Singular and anecdotal, but I just had a physical on Monday and while my total cholesterol was up they told me to keep up the good work, because it was almost all HDL and thus my ratio was even better than two years ago.
Unless you know you're about to expend a lot of energy/sweat doing something (working out or whatever), then drink a bunch beforehand so you don't do the old "start working out, get thirsty 3 seconds later." Other than that just pay attention to when you're thirsty and drink.
In ketosis you don't count your carbs that are fibre (hence the term "net carbs" being thrown around) so if you eat 50g of carbs and its all fibre you'll still stay in ketosis. Hurray psyllium husks and raspberries
On a paleo style diet, do you still need to be concerned about calories? I've been eating 85% paleo these last 10 days or so and I've definitely gained some flab. Is eating 4 strips of bacon, 4-5 eggs for breakfast, Chicken Caesar Salad for lunch and a steak/salmon with some greens for dinner with some nuts/trail mix/beef jerky for a snack too much? I'm 6'2", 215-ish with about 18% body fat and am fairly active. CF 3x a week and usually a weights day thrown in there. I had a VERY heavy grains & meat diet with next to no veggies if it matters for some reason.

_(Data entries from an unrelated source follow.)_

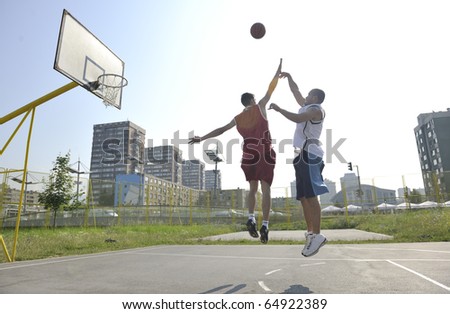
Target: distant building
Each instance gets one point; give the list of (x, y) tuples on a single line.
[(213, 180), (433, 143), (117, 149), (326, 199), (147, 190), (164, 162), (193, 174)]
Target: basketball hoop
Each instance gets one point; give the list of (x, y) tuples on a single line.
[(110, 85)]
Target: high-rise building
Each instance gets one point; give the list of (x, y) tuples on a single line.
[(194, 174), (213, 180), (164, 162), (117, 148), (433, 144)]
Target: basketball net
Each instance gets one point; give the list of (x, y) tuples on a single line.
[(111, 85)]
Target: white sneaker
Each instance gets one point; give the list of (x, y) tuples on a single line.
[(308, 236), (316, 242)]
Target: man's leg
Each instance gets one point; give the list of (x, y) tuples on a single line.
[(252, 196), (312, 212), (251, 223), (266, 202), (314, 239)]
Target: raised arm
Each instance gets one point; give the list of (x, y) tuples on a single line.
[(263, 102), (213, 133), (294, 89)]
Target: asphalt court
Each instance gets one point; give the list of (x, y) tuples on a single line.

It's going to depend on what your primary goals are, but even then it's really hard to over-eat on meats and vegetables. Without knowing the portion sizes, what specific types of dressing you may have used on your salad, the cut and portion size of your steak, etc. I would still estimate your daily caloric intake is somewhere between 2500-3000 calories which for someone your size is right around a maintenance level. Again, these are simply estimates based on the limited info above. The issue may come from the 15% that you're not eating. Depending on what else you're consuming can severly raise that caloric intake fast, even with "small" items. Doing that, on top of eating a maintenance level of paleo food can quickly shift your intake levels to a mass gain level.